Ignoring irrelevant section in regex

I have the following text: (this is closely related to this but not similar)

text = '7\n\x0c\n7.\tA B C\n\n7.1\tbla bla bla .\n\n7.2\tanother bla bla \n\n7.3\tand another one.\n\n8.\tX Y Z\n\n8.1\tha ha ha \n\n(a)\thohoho ;\n\n(b)\thihihi,\n\n8'

I wish to select the section 7 only such that I get:

7.  A B C

7.1 bla bla bla .

7.2 another bla bla 

7.3 and another one.

So I do:

print(re.findall(r'^\d+\.\s*A B C[^\S\n]*(?:\n\n.+)*', text, re.M)[0])

which gives:

7.  A B C

7.1 bla bla bla .

7.2 another bla bla 

7.3 and another one.

8.  X Y Z

8.1 ha ha ha 

(a) hohoho ;

(b) hihihi,

8

As you can see 8 comes after 8.1. So this seems to be confusing for the regex, I wonder what can I do in this case?

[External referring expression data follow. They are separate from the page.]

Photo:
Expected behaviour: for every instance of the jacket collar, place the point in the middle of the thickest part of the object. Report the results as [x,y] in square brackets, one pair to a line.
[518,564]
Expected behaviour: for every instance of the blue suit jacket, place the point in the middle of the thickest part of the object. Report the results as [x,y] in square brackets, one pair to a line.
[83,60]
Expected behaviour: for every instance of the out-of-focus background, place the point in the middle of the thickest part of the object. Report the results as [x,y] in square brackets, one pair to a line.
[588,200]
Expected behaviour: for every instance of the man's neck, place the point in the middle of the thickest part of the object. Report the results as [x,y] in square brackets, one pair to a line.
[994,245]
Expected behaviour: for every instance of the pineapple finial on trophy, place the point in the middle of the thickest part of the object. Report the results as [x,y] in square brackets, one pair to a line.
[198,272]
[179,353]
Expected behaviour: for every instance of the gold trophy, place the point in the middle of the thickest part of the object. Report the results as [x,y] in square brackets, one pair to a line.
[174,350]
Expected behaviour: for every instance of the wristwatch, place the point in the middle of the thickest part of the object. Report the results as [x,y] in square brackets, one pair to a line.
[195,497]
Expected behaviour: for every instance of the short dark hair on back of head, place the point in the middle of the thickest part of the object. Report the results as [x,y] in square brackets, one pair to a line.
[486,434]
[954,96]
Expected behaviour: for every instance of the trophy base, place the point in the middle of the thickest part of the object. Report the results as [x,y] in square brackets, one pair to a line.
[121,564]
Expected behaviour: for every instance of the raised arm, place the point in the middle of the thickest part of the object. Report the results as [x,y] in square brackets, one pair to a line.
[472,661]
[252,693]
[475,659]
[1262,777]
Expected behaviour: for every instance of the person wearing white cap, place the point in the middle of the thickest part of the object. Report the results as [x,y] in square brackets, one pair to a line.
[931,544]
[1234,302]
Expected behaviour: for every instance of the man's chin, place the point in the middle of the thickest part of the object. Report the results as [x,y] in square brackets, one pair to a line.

Note that the number of the sections can be different in general, so I can not do something like re.findall(r'^7\..*', text, re.MULTILINE) (namely A B C can be places in other sections).

Solution

You can use

^(\d+\.)\s*A B C(?:\s*\n\1\b.*)*

^ Start of string
(\d+\.)\s*A B C Capture group 1 to match 1+ digits and ., then match A B C
(?: Non capture group to match as a whole
- \s*\n Match optional whitespace chars and a newline
- \1\b A backreference to group 1 followed by a word boundary
- .* Match the rest of the line
)* Close the non capture group and optionally repeat it

See a regex demo.

import re

text = '7\n\x0c\n7.\tA B C\n\n7.1\tbla bla bla .\n\n7.2\tanother bla bla \n\n7.3\tand another one.\n\n8.\tX Y Z\n\n8.1\tha ha ha \n\n(a)\thohoho ;\n\n(b)\thihihi,\n\n8'
pattern = r"^(\d+\.)\s*A B C(?:\s*\n\1\b.*)*"

m = re.search(pattern, text, re.MULTILINE)
if m:
    print(m.group())

Output

7.      A B C

7.1     bla bla bla .

7.2     another bla bla 

7.3     and another one.